After September 7th, I read these post about love (in order of my reading): For the Guys, Introduction, For the Girls on the Burnside Writers Collective. I found it through the site the Merry Monk after one of his essays was posted there.
Anyway, in the article by Jo Hilder for the guys really struck a cord with me, especially this section:
I don’t mean by this “stand for something.” The things you stand for may change over time, as your life weaves in and out of friendships, communities, workplaces, churches, neighborhoods and even families. This is because what we think is important when we are with some people can change when we leave them. Take families of origin for example. One of the first things you do when you leave your folks may be to work out your own priorities, separate from your parents’. As you and your wife move house, change church, leave towns, take new jobs, have children and grow older, what is important to you will evolve, or perhaps become clearer. One of you may even lose faith. This is why it’s more important to be someone who can stand than it is to be someone who can stand for something. You must be able to do it, even when you do not understand why, or what you’re standing for.
- Be a person who stands
There will be times when everything you have believed in is lying in pieces. There will be times when something will happen and you will not know what to do about it. There will be times when the conflict, the grief, the loss, the betrayal, the fear and the unknown will feel overwhelming, and because you are the man, everyone will be looking to you to do something about it. It’s all very well to say that the man has to dream the dream, see the vision, keep the faith, hold the fort, fight the fight and know the stuff. But while you are certainly a man, you are only human. That’s why you need to know how to stand when everything is crumbling around you, including your own vision and ideals.

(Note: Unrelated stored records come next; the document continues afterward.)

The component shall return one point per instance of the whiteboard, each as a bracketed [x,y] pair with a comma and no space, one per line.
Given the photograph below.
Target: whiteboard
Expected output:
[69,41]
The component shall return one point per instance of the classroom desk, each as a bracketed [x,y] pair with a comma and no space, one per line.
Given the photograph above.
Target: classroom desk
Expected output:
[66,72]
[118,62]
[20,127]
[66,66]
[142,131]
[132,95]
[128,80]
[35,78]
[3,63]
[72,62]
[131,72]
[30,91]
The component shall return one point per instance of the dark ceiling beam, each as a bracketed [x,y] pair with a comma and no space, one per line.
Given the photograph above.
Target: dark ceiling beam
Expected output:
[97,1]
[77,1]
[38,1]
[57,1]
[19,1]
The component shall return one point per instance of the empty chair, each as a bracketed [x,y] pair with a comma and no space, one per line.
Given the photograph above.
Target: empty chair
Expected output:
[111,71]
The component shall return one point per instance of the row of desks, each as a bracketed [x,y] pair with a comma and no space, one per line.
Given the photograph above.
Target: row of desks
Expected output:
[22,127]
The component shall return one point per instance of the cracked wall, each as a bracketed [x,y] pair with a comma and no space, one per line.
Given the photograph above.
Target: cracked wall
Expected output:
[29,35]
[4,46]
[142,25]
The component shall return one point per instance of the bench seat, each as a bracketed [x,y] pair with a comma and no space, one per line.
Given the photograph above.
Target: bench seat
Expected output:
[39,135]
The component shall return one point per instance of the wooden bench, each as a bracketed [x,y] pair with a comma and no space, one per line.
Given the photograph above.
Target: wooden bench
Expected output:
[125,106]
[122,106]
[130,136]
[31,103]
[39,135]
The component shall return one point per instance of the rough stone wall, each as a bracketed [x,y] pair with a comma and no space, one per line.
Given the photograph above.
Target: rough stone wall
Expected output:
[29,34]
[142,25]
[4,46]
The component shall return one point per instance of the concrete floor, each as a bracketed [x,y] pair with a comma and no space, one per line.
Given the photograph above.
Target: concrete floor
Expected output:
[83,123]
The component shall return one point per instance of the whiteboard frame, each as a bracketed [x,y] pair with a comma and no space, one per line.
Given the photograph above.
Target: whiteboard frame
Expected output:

Standing counts for a lot when everything is falling down. Standing, even if you don’t do or say anything, gives the people in your family a place to go when they feel they are about ready to give in. Standing is what you need to do when your wife is railing at you in anger or crying in pain in your arms. Standing is what you need to do when your child is hurt, and when your teenager hasn’t come home. Standing is what you will do when they tell you all is lost, and when you have to apologise to someone else because you let them down. Standing is often what must you do when you feel like running, hitting, yelling, driving away, breaking something or leaving.
Standing is where your wife needs to find you when she is looking for her place in the world. It will be beside you, facing everything it’s got to throw at the both of you.
This completely has been my discipline for the last couple of years and I did not even know it. Perhaps we think of it as perseverance, but in some respects, the metaphor of standing is better. Interestingly to me, I started standing at work back in July and I can tell you from the physical standpoint, it is one of the best things I have done in a long time! No longer do I have the afternoon lull (read: No nap calling anymore).
When Jesus wept over Jerusalem, he was standing (This can be inferred by the style of writing - When he looked over Jerusalem, etc.). When Stephen was stoned in Acts 7, Jesus was standing. Hm, God standing...
We are the part of creation that stands, that looks out, that sees far off into the distance and to the future.
In none of these thoughts do I think of sitting.